Van Eenoo added that he would return for a Sept. 3 Council budget work session with a recommendation about what to do with the funds. He noted that it would look a lot like a suggestion from Council Member Laura Morrison, under which staff would use the $1.5 million surplus to pay for existing one-time expenses – a move that would allow staff to shift dollars already allocated to those efforts to ongoing programs.
After the hearing, Morrison told In Fact Daily that she’d been working on her budget priorities. She indicated that she was thinking about the work done by a recently founded organization looking to put $4.5 million more in the Parks and Recreation Department’s budget, as well as a still-short youth librarians program.
Morrison also indicated that the extra funds – ultimately, the result of growth in tax collection – could be part of a larger budgetary inflation phenomenon. “What is it about our budget that we’ve just exploded?” she wondered. “There have been suggestions: Special events are not paying for themselves, we have too many vacancies, we have an explosion in management level. Getting at those is really hard, but I really think we should pull back on those, get ourselves below the nominal (tax) rate, and then be able to add back.”
She continued on to suggest that parks and what the community paramedics program could benefit from such an action.
For her part, Mayor Pro Tem Sheryl Cole also honed in on parks. “We’ve heard from the community about the need for park maintenance and that our current conditions can actually pose a public safety risk,” she told In Fact Daily via email. “We need to be good stewards of the public purse and also good stewards of public parks and facilities so as savings and opportunities exist in the budget, I’ll be pushing to do more to address this critical gap in funding.”

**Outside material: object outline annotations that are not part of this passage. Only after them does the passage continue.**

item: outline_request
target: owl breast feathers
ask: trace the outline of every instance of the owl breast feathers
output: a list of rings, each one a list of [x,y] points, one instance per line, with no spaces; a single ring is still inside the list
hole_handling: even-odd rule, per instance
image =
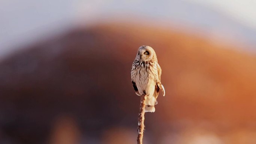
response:
[[[156,98],[160,89],[163,95],[165,95],[161,83],[161,73],[154,49],[149,46],[140,47],[132,63],[131,75],[136,94],[147,96],[145,112],[155,112],[155,105],[157,104]]]

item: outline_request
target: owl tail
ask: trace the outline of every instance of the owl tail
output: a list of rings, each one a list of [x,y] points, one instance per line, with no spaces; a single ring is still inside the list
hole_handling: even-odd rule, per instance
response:
[[[155,108],[155,106],[154,105],[146,105],[145,107],[145,112],[151,112],[151,113],[153,113],[156,110]]]

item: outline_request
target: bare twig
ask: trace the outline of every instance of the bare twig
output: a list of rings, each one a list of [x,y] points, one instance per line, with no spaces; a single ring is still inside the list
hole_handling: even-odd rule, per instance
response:
[[[145,114],[145,101],[146,96],[144,95],[140,96],[140,113],[138,116],[138,137],[137,138],[137,144],[142,144],[143,134],[144,132],[144,114]]]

Council members are in the middle of what has been a tough budget season. That includes perennial questions about the appropriate number of Austin police officers, as well as perennial concern about a lack of funding for city parks and libraries.

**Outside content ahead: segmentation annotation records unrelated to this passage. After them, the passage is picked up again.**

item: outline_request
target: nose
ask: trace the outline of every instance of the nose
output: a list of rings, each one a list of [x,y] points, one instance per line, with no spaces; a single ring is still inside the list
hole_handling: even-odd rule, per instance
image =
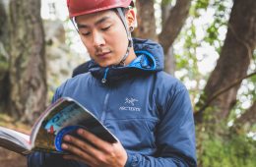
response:
[[[100,32],[93,32],[93,44],[95,47],[100,47],[105,45],[105,40],[103,35]]]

On top of those issues, the union that represents local municipal employees has been pushing for 3 percent raises for city civilian staff. Budget officials have indicated that, barring other cuts, Austin can afford only a 1.5 percent pay increase.
According to union representatives, the three percent raise would amount to roughly $2 million in added costs.

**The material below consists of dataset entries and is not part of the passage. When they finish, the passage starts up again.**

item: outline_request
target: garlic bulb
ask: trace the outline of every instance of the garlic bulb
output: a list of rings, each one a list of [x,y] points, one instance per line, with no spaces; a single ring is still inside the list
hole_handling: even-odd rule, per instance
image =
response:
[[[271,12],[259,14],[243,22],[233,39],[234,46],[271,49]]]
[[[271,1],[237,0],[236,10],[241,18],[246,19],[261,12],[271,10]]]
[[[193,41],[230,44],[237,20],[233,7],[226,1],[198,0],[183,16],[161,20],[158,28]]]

Union officials have also publicly questioned what they characterize as a bloat in city management (See In Fact Daily, Aug. 26). In both formal written budget questions and from the dais during budget work sessions, Council members have appeared to echo that concern by going through some departmental requests – such as Code Compliance – with fine-grain attention to detail.
Concerns over what started as 934 vacant city positions – but has, after attention was brought to the issue, since dwindled – and a seeming disconnect between that figure and a further budget request for more than 300 new employees have also been raised.
Council is set to hold a public budget hearing as part of today’s agenda. Final budget decisions will be delivered in mid-September.